Trap Pond State Park’s Jason Beach Receives Historical Designation
Jason Beach has been dedicated as a historic site at Trap Pond State Park.
The area became a recreation destination for the Black community in the mid-1900s, and a beach was named after Dr. William Jason, the second and longest-serving president of Delaware State University. After the 1964 Civil Rights Act, Jason Beach was no longer an area for segregated recreation and entertainment and became known as Cypress Point.
Governor John Carney, Natural Resources Secretary Shawn Garvin, local elected officials and some area students gathered on the Juneteenth holiday for the unveiling of a Delaware Public Archives historical marker.
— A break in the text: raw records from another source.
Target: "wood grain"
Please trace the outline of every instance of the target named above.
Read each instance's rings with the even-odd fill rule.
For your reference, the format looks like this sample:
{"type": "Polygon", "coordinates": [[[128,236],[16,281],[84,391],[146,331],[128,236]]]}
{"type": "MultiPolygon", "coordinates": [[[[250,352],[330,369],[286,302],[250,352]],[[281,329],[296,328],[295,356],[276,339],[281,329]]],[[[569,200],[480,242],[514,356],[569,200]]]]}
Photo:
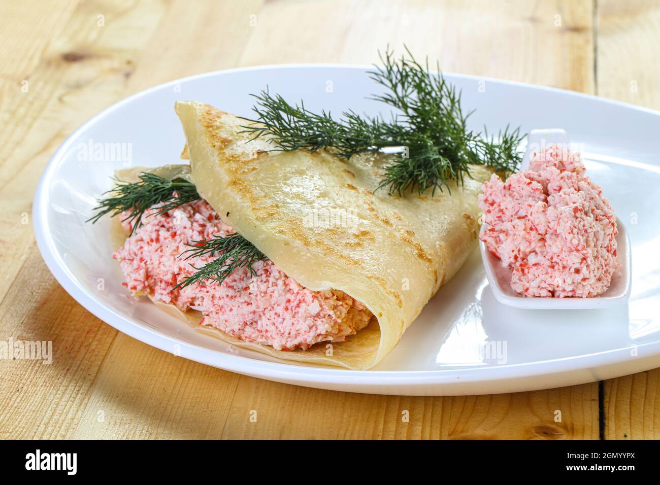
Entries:
{"type": "MultiPolygon", "coordinates": [[[[593,92],[595,73],[607,66],[594,69],[594,51],[602,50],[593,43],[595,12],[588,0],[0,3],[0,340],[51,340],[55,349],[50,366],[0,360],[0,437],[597,438],[597,383],[492,396],[376,396],[182,360],[78,305],[46,268],[29,224],[21,224],[56,147],[141,89],[236,65],[367,63],[388,42],[405,42],[447,71],[593,92]]],[[[614,412],[624,407],[614,401],[657,387],[653,372],[643,373],[655,384],[632,376],[634,385],[608,385],[609,419],[625,415],[614,412]]],[[[655,428],[655,403],[636,401],[628,415],[655,428]]]]}
{"type": "MultiPolygon", "coordinates": [[[[599,0],[596,11],[598,94],[660,110],[660,1],[599,0]]],[[[654,369],[605,382],[607,439],[660,438],[659,380],[654,369]]]]}

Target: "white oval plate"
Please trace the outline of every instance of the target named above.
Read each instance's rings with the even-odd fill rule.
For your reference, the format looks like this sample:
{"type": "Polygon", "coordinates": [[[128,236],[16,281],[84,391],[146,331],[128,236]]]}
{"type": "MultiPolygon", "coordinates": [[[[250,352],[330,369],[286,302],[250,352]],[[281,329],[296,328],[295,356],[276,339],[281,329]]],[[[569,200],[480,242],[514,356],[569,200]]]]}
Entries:
{"type": "Polygon", "coordinates": [[[314,110],[387,112],[365,99],[378,91],[366,74],[369,69],[286,65],[211,73],[152,88],[100,113],[59,147],[37,189],[34,232],[48,267],[81,304],[135,339],[186,358],[280,382],[383,394],[482,394],[586,383],[660,366],[655,214],[660,115],[514,82],[485,80],[484,90],[484,79],[469,76],[446,77],[463,90],[465,111],[477,109],[471,127],[486,124],[492,131],[511,123],[529,131],[558,126],[582,145],[588,173],[628,229],[634,267],[628,305],[559,312],[503,306],[489,288],[475,247],[394,350],[374,369],[354,372],[288,364],[232,348],[129,296],[110,256],[108,220],[94,225],[85,220],[116,169],[178,162],[184,139],[173,109],[176,100],[203,101],[249,115],[249,93],[268,84],[271,92],[292,101],[304,98],[314,110]]]}

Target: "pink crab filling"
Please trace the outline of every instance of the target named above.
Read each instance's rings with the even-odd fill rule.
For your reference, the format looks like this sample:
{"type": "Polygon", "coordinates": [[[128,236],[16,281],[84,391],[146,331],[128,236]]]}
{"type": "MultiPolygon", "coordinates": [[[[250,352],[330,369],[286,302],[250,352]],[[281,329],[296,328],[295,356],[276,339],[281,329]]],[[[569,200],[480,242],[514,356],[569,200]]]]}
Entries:
{"type": "Polygon", "coordinates": [[[146,212],[143,225],[112,255],[120,262],[124,286],[134,296],[147,294],[182,311],[199,310],[202,325],[278,350],[341,342],[369,323],[372,313],[360,302],[341,291],[308,290],[269,260],[254,265],[257,276],[244,267],[222,284],[207,280],[172,290],[195,273],[193,266],[199,268],[217,257],[184,260],[179,256],[190,249],[186,243],[234,231],[205,201],[162,214],[156,212],[146,212]]]}
{"type": "Polygon", "coordinates": [[[481,240],[525,296],[589,297],[609,288],[616,262],[614,212],[584,176],[578,154],[534,152],[530,170],[484,184],[481,240]]]}

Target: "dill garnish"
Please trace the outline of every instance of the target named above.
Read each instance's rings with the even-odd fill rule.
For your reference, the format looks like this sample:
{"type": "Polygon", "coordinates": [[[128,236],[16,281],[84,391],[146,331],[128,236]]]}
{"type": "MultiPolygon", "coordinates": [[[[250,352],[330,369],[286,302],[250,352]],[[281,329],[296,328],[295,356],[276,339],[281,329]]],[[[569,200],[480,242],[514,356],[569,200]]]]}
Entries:
{"type": "Polygon", "coordinates": [[[102,194],[110,197],[99,200],[98,205],[92,209],[99,212],[86,222],[91,220],[93,224],[106,214],[114,217],[125,210],[130,210],[130,214],[122,220],[130,221],[132,234],[142,224],[145,211],[153,206],[164,203],[155,212],[164,214],[180,205],[200,199],[194,184],[185,179],[168,179],[148,172],[142,172],[139,177],[140,181],[135,183],[115,179],[117,185],[102,194]]]}
{"type": "Polygon", "coordinates": [[[469,165],[488,165],[505,173],[515,171],[522,160],[518,145],[524,135],[507,127],[498,141],[487,133],[467,128],[471,113],[463,113],[461,93],[440,73],[429,73],[428,61],[422,66],[406,48],[398,60],[389,49],[379,53],[383,66],[375,65],[369,74],[385,88],[383,94],[371,99],[395,109],[388,121],[382,116],[360,115],[352,110],[339,120],[329,112],[314,113],[300,104],[289,104],[281,96],[271,95],[267,88],[252,96],[257,100],[255,119],[243,133],[252,139],[271,139],[276,151],[322,148],[349,158],[365,152],[393,149],[382,181],[376,189],[404,195],[410,190],[422,193],[428,189],[449,189],[450,179],[462,183],[470,176],[469,165]]]}
{"type": "Polygon", "coordinates": [[[184,251],[189,254],[185,259],[203,256],[207,254],[218,254],[217,259],[201,268],[193,266],[197,273],[185,278],[172,289],[185,288],[202,280],[212,280],[218,284],[238,268],[247,267],[251,276],[257,276],[253,265],[257,261],[268,259],[268,257],[249,241],[238,233],[234,232],[223,238],[215,237],[208,241],[193,241],[191,244],[186,244],[192,249],[184,251]]]}

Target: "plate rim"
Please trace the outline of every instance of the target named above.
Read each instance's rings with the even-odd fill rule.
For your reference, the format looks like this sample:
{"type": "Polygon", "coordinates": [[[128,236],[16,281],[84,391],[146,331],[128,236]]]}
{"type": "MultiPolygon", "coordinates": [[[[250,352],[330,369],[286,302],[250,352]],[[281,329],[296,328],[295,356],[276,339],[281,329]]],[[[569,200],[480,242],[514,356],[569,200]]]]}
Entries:
{"type": "MultiPolygon", "coordinates": [[[[360,391],[359,386],[365,384],[385,387],[406,386],[411,384],[414,385],[449,383],[452,385],[474,384],[477,382],[492,381],[494,379],[498,381],[512,381],[521,378],[561,374],[588,369],[596,370],[594,368],[595,367],[616,364],[629,360],[629,358],[626,358],[626,355],[628,354],[630,350],[633,348],[636,348],[640,353],[640,356],[637,358],[657,357],[659,363],[660,363],[660,342],[640,342],[599,352],[535,362],[522,362],[471,368],[457,366],[455,368],[427,370],[351,370],[330,366],[300,366],[286,362],[271,362],[252,358],[249,356],[232,355],[209,349],[195,344],[178,341],[175,337],[156,329],[145,328],[135,325],[116,313],[112,309],[106,307],[102,304],[97,302],[92,295],[89,294],[84,288],[78,284],[77,278],[69,271],[63,260],[59,257],[55,251],[53,242],[48,236],[49,226],[47,219],[44,216],[46,214],[47,209],[46,204],[48,201],[48,193],[46,190],[48,182],[52,173],[59,166],[63,160],[64,154],[80,134],[84,133],[98,120],[108,116],[124,105],[139,98],[148,96],[158,90],[175,86],[178,83],[242,71],[301,68],[350,69],[364,71],[373,69],[374,66],[373,65],[335,63],[271,64],[236,67],[193,75],[161,83],[133,93],[96,113],[75,129],[58,146],[44,168],[35,191],[32,210],[32,230],[37,245],[46,266],[55,276],[57,282],[79,304],[104,322],[114,327],[119,331],[165,352],[171,353],[169,350],[165,348],[164,343],[176,341],[181,345],[182,356],[230,372],[271,378],[273,380],[291,379],[301,384],[314,385],[325,383],[353,386],[354,389],[351,390],[358,392],[360,391]],[[152,337],[149,340],[145,340],[143,338],[145,337],[147,334],[152,337]],[[194,356],[192,352],[195,352],[194,356]]],[[[443,71],[443,74],[447,77],[490,81],[501,84],[548,91],[660,116],[660,111],[568,90],[473,75],[457,74],[445,71],[443,71]]],[[[171,348],[171,345],[170,347],[171,348]]],[[[657,364],[648,368],[653,368],[655,366],[657,366],[657,364]]],[[[597,379],[594,377],[591,381],[587,381],[595,380],[597,379]]],[[[580,382],[585,382],[585,381],[582,379],[580,382]]],[[[579,383],[576,381],[576,383],[579,383]]],[[[536,387],[536,389],[541,388],[543,387],[536,387]]],[[[373,392],[373,390],[366,390],[364,392],[373,392]]],[[[501,392],[508,392],[508,391],[505,389],[501,392]]],[[[471,391],[470,393],[477,394],[478,393],[471,391]]],[[[492,393],[492,391],[488,391],[488,393],[492,393]]]]}

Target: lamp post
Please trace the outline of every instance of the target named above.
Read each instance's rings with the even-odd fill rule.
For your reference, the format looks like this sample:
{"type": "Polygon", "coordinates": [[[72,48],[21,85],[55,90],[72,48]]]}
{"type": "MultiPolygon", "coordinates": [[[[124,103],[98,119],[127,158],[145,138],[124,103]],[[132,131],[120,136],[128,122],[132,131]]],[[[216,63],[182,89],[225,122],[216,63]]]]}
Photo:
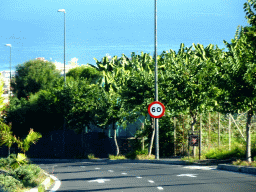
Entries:
{"type": "MultiPolygon", "coordinates": [[[[155,0],[155,101],[158,101],[158,76],[157,76],[157,9],[155,0]]],[[[155,118],[156,130],[156,159],[159,160],[159,127],[158,118],[155,118]]]]}
{"type": "Polygon", "coordinates": [[[10,90],[9,90],[9,99],[11,98],[11,71],[12,71],[12,45],[5,44],[5,46],[10,47],[10,90]]]}
{"type": "MultiPolygon", "coordinates": [[[[65,71],[65,47],[66,47],[66,18],[65,18],[65,9],[59,9],[58,12],[63,12],[64,13],[64,84],[66,87],[66,71],[65,71]]],[[[63,133],[62,133],[62,142],[63,142],[63,157],[65,156],[65,129],[66,129],[66,119],[64,117],[64,123],[63,123],[63,133]]]]}
{"type": "Polygon", "coordinates": [[[64,83],[66,86],[66,71],[65,71],[65,63],[66,63],[66,59],[65,59],[65,48],[66,48],[66,18],[65,18],[65,9],[59,9],[58,12],[63,12],[64,13],[64,83]]]}

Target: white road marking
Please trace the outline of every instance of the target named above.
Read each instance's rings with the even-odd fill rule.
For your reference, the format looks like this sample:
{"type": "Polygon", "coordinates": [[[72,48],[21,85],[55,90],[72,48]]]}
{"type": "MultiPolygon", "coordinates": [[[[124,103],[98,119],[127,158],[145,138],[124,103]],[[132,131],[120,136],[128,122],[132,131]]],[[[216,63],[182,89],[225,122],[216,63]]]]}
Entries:
{"type": "Polygon", "coordinates": [[[54,177],[53,175],[50,175],[50,177],[55,181],[54,186],[50,192],[55,192],[60,188],[61,182],[57,177],[54,177]]]}
{"type": "Polygon", "coordinates": [[[216,167],[208,167],[208,166],[186,166],[183,168],[188,168],[188,169],[203,169],[203,170],[213,170],[216,169],[216,167]]]}
{"type": "Polygon", "coordinates": [[[96,179],[96,180],[91,180],[91,181],[88,181],[88,182],[105,183],[105,181],[110,181],[110,179],[96,179]]]}
{"type": "Polygon", "coordinates": [[[197,175],[197,174],[181,174],[181,175],[177,175],[177,176],[186,176],[186,177],[197,177],[197,176],[195,176],[195,175],[197,175]]]}

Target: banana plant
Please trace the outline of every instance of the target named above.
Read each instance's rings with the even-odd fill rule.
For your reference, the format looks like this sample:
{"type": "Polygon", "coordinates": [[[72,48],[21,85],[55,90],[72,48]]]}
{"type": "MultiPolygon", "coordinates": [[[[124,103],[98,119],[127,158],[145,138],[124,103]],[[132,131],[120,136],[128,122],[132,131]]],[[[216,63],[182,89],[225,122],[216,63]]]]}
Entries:
{"type": "Polygon", "coordinates": [[[35,144],[40,138],[42,137],[42,135],[40,133],[34,132],[33,129],[30,129],[29,134],[27,135],[27,137],[24,140],[21,140],[19,138],[15,138],[15,142],[18,144],[18,147],[23,151],[23,153],[25,154],[25,152],[27,152],[31,146],[31,144],[35,144]]]}

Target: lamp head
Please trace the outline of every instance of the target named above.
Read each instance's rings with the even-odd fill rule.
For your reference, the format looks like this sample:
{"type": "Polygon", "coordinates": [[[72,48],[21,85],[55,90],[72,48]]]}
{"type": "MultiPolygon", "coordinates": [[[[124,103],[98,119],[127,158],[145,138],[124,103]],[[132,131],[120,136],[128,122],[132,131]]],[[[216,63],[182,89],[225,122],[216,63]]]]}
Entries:
{"type": "Polygon", "coordinates": [[[58,12],[64,12],[64,13],[66,13],[66,12],[65,12],[65,9],[59,9],[58,12]]]}

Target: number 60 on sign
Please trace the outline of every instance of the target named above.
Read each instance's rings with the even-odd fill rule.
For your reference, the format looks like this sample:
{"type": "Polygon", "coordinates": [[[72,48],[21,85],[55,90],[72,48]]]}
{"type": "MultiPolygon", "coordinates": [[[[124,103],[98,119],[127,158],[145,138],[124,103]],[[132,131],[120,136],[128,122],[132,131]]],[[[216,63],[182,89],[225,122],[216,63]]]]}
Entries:
{"type": "Polygon", "coordinates": [[[165,107],[159,101],[155,101],[148,106],[148,113],[153,118],[160,118],[164,115],[165,107]]]}

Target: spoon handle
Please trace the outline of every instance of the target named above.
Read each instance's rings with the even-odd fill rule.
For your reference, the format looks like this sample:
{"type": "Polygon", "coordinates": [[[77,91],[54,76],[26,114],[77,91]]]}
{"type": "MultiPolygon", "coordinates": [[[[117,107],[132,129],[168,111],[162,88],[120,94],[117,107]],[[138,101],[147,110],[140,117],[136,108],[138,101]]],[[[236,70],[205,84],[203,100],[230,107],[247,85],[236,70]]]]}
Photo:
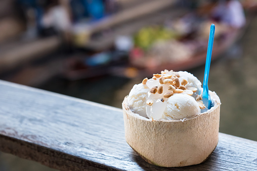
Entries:
{"type": "MultiPolygon", "coordinates": [[[[208,103],[206,107],[209,109],[210,107],[210,99],[209,96],[209,90],[208,89],[208,79],[209,77],[209,71],[210,69],[210,60],[211,59],[211,53],[212,52],[212,46],[213,45],[214,33],[215,32],[215,25],[213,24],[210,26],[210,34],[209,36],[209,41],[208,42],[208,49],[207,49],[207,55],[206,58],[205,70],[204,71],[204,77],[203,83],[203,98],[208,99],[208,103]]],[[[206,104],[205,104],[206,105],[206,104]]]]}

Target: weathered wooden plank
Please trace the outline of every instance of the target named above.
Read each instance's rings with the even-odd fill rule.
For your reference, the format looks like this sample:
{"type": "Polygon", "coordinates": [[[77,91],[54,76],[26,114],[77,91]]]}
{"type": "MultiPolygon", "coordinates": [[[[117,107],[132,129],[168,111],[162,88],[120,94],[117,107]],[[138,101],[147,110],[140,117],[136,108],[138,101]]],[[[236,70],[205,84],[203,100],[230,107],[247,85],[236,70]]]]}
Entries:
{"type": "Polygon", "coordinates": [[[125,142],[122,110],[0,81],[0,150],[60,170],[253,170],[257,142],[222,133],[210,158],[160,167],[125,142]]]}

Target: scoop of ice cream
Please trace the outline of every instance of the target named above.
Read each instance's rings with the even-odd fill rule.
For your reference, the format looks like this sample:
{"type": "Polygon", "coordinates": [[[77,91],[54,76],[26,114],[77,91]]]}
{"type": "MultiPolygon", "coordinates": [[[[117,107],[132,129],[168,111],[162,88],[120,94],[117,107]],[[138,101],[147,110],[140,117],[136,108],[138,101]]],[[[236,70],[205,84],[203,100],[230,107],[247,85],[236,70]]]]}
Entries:
{"type": "Polygon", "coordinates": [[[179,120],[200,113],[194,97],[185,93],[176,93],[168,98],[164,113],[168,119],[179,120]]]}
{"type": "Polygon", "coordinates": [[[196,77],[187,72],[162,72],[133,87],[127,98],[128,106],[133,112],[149,119],[191,118],[200,113],[202,108],[196,101],[200,99],[196,94],[201,93],[201,85],[196,77]]]}
{"type": "Polygon", "coordinates": [[[136,84],[127,97],[128,106],[135,113],[147,117],[146,115],[146,96],[150,89],[142,83],[136,84]]]}

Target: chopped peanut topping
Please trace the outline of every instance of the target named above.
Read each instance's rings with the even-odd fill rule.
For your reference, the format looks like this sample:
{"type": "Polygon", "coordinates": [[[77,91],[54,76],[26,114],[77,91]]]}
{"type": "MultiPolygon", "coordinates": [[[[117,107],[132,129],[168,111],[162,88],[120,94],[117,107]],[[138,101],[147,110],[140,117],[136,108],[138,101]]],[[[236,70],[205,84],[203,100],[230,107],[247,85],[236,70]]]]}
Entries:
{"type": "Polygon", "coordinates": [[[146,104],[147,105],[149,105],[149,106],[152,105],[153,103],[153,100],[147,100],[146,101],[146,104]]]}
{"type": "Polygon", "coordinates": [[[196,97],[195,97],[195,100],[199,101],[202,100],[202,95],[199,95],[198,94],[196,95],[196,97]]]}
{"type": "Polygon", "coordinates": [[[188,90],[190,90],[191,91],[193,91],[194,93],[195,93],[196,91],[197,91],[197,88],[195,87],[188,87],[188,90]]]}
{"type": "Polygon", "coordinates": [[[194,92],[191,90],[186,90],[184,91],[184,92],[186,94],[188,94],[190,96],[191,96],[194,94],[194,92]]]}
{"type": "Polygon", "coordinates": [[[175,90],[174,90],[174,93],[181,93],[184,92],[184,90],[182,90],[182,89],[180,89],[179,88],[177,88],[177,89],[175,89],[175,90]]]}
{"type": "Polygon", "coordinates": [[[177,77],[180,77],[180,74],[179,74],[179,73],[175,73],[175,76],[176,76],[177,77]]]}
{"type": "Polygon", "coordinates": [[[173,95],[173,94],[174,94],[173,92],[172,92],[170,93],[166,93],[163,95],[163,97],[164,98],[168,98],[168,97],[170,97],[171,96],[172,96],[173,95]]]}
{"type": "Polygon", "coordinates": [[[146,78],[144,80],[143,80],[142,83],[143,84],[146,84],[146,82],[147,82],[148,80],[148,79],[147,78],[146,78]]]}
{"type": "Polygon", "coordinates": [[[179,80],[179,79],[178,78],[175,78],[174,80],[173,80],[173,81],[174,81],[175,82],[175,85],[177,87],[180,87],[180,80],[179,80]]]}
{"type": "Polygon", "coordinates": [[[182,90],[183,90],[187,89],[187,88],[186,87],[185,87],[184,86],[180,86],[180,87],[179,87],[179,88],[181,89],[182,90]]]}
{"type": "Polygon", "coordinates": [[[173,86],[172,85],[170,85],[168,86],[168,90],[174,91],[174,90],[175,90],[175,89],[176,89],[176,88],[174,87],[174,86],[173,86]]]}
{"type": "Polygon", "coordinates": [[[185,86],[187,85],[188,82],[185,79],[183,79],[182,81],[181,81],[181,85],[183,85],[184,86],[185,86]]]}
{"type": "Polygon", "coordinates": [[[160,82],[160,83],[161,84],[164,84],[164,77],[163,76],[161,76],[160,77],[160,79],[159,79],[159,82],[160,82]]]}
{"type": "Polygon", "coordinates": [[[154,77],[156,77],[156,78],[160,78],[161,76],[161,75],[159,74],[153,74],[154,77]]]}
{"type": "Polygon", "coordinates": [[[164,79],[166,79],[168,78],[170,78],[172,77],[172,75],[165,75],[164,76],[164,79]]]}
{"type": "Polygon", "coordinates": [[[164,81],[163,81],[163,83],[164,84],[166,84],[167,83],[170,84],[170,82],[172,81],[172,79],[169,79],[167,78],[167,79],[164,80],[164,81]]]}
{"type": "Polygon", "coordinates": [[[153,87],[153,88],[152,88],[150,90],[150,92],[151,93],[152,93],[152,94],[155,94],[156,92],[157,92],[157,89],[158,87],[157,86],[156,86],[156,87],[153,87]]]}

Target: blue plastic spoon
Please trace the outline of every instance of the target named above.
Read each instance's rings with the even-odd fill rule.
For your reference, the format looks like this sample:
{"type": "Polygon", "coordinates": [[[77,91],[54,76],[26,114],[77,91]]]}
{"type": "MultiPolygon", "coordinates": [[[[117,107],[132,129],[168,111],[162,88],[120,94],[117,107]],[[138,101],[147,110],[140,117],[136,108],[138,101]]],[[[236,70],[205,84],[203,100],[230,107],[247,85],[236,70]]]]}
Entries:
{"type": "Polygon", "coordinates": [[[208,108],[210,109],[211,101],[208,89],[208,78],[209,77],[209,71],[210,70],[210,60],[213,45],[214,33],[215,32],[215,25],[213,24],[210,26],[210,34],[209,36],[209,42],[208,42],[208,49],[207,49],[207,55],[206,57],[205,70],[204,71],[204,78],[203,79],[202,93],[202,101],[203,104],[208,108]]]}

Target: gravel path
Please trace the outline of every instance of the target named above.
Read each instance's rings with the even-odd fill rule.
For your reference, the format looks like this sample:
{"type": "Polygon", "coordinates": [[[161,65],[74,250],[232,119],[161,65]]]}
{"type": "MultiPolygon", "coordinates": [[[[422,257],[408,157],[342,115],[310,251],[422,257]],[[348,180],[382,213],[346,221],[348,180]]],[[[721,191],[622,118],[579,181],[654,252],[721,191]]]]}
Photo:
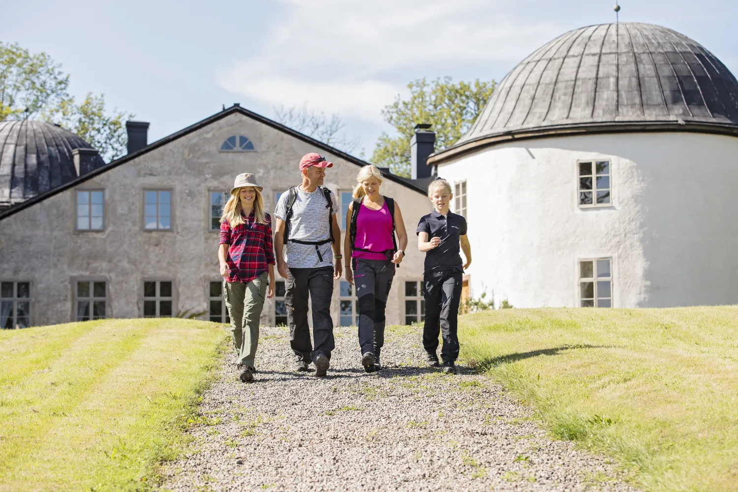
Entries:
{"type": "Polygon", "coordinates": [[[424,367],[416,328],[387,333],[373,374],[355,328],[336,335],[324,378],[291,370],[286,329],[262,331],[251,384],[229,354],[165,490],[634,491],[605,459],[547,438],[487,378],[424,367]]]}

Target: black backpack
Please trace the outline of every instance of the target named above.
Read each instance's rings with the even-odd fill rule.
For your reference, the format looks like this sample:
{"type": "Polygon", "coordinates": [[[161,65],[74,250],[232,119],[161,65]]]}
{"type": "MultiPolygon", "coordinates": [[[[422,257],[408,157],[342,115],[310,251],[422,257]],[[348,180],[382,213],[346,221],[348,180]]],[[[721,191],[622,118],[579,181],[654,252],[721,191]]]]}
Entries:
{"type": "MultiPolygon", "coordinates": [[[[287,208],[285,211],[284,217],[284,242],[287,241],[292,243],[297,243],[297,244],[314,244],[315,245],[315,252],[318,254],[318,260],[323,261],[323,255],[320,254],[320,250],[318,249],[319,246],[325,244],[326,243],[335,243],[336,240],[333,237],[333,200],[331,199],[331,190],[328,188],[319,186],[318,188],[320,190],[320,193],[323,193],[323,198],[325,198],[325,201],[328,204],[325,205],[325,208],[328,209],[328,230],[330,235],[329,239],[325,239],[322,241],[301,241],[297,239],[289,239],[289,221],[292,218],[292,206],[294,205],[294,201],[297,198],[297,187],[293,186],[289,189],[289,198],[287,198],[287,208]]],[[[393,222],[394,224],[394,222],[393,222]]]]}
{"type": "MultiPolygon", "coordinates": [[[[386,249],[383,252],[371,251],[370,249],[362,249],[361,248],[356,248],[354,246],[354,243],[356,242],[356,220],[359,218],[359,210],[362,208],[362,203],[364,201],[364,197],[354,199],[354,207],[351,209],[351,225],[348,229],[349,238],[351,238],[351,249],[354,251],[364,251],[370,253],[384,253],[387,256],[387,260],[392,260],[394,257],[395,253],[397,252],[397,239],[395,238],[395,201],[388,196],[382,195],[384,198],[384,203],[387,204],[387,209],[390,211],[390,215],[392,217],[392,249],[386,249]]],[[[400,266],[397,265],[397,268],[400,266]]]]}

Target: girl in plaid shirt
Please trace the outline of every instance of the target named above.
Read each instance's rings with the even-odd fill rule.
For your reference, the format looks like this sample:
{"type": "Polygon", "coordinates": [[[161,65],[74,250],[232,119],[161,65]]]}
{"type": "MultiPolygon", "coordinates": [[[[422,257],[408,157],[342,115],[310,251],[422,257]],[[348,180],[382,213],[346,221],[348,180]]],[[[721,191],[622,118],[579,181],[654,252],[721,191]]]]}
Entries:
{"type": "Polygon", "coordinates": [[[253,174],[236,176],[230,198],[223,208],[218,247],[238,378],[244,383],[254,379],[264,299],[275,295],[272,218],[264,212],[263,189],[253,174]]]}

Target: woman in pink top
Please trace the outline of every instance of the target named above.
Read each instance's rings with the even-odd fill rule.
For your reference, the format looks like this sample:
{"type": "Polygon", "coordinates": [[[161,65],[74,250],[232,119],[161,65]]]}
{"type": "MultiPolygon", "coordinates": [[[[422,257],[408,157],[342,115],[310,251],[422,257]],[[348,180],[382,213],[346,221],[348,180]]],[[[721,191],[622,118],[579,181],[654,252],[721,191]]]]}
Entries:
{"type": "Polygon", "coordinates": [[[395,265],[402,262],[407,246],[407,233],[400,207],[379,193],[382,173],[375,166],[365,166],[356,176],[354,201],[346,212],[343,242],[346,280],[356,282],[359,298],[359,344],[362,365],[367,373],[381,368],[379,353],[384,344],[384,308],[395,276],[395,265]],[[397,233],[397,243],[395,232],[397,233]]]}

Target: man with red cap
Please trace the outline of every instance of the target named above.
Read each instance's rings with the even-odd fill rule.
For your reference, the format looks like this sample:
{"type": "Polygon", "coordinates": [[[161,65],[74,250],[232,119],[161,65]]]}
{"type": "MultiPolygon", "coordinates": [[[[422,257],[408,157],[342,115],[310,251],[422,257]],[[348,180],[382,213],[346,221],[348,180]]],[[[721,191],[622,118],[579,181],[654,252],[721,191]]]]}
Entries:
{"type": "Polygon", "coordinates": [[[338,202],[323,185],[325,168],[331,167],[333,163],[314,152],[303,156],[303,182],[282,193],[274,214],[275,255],[277,271],[286,280],[284,300],[295,370],[312,370],[310,364],[314,362],[317,376],[325,375],[335,348],[331,300],[334,281],[343,274],[341,229],[336,219],[338,202]],[[308,325],[308,297],[314,344],[308,325]]]}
“We are here to recognize the community who has cherished this land for nearly a century, declare Jason Beach as a historic site and return it to its rightful name. We felt Juneteenth was a good time to honor Jason Beach, its history and its future,”, Carney said. “On Juneteenth, we recommit to having a better understanding of our history in our state and our nation. I encourage all Delawareans to explore more about Juneteenth in Delaware today.”
Representative Tim Dukes, R-Laurel contributed $2,575 for the fabrication and installation of the Division of Public Archives Jason Beach Historical Marker. DNREC Park and Recreation completed $70,000 in renovations to Jason Beach facilities.
“The history of Jason Beach needs to be preserved and told, and that has been the aim of DNREC’s Division of Parks and Recreation team for quite some time,” Garvin said. “The ceremony to re-dedicate this area is the result of a large collaborative effort, including members of the community with personal connections to Jason Beach along with DNREC staff and volunteers who spent countless hours of research work to give the history of this special place the recognition it deserves.”
Two Sussex Central High School 2022 graduates, Kianna Kelley and Jaden Burton, spoke about what the Jason Beach historic site means for their generation. They are MERIT students, under a program founded by John Hollis in 1974 with DuPont for students with high potential from groups such as minorities and women who tend to be underrepresented in the areas of science, mathematics and engineering.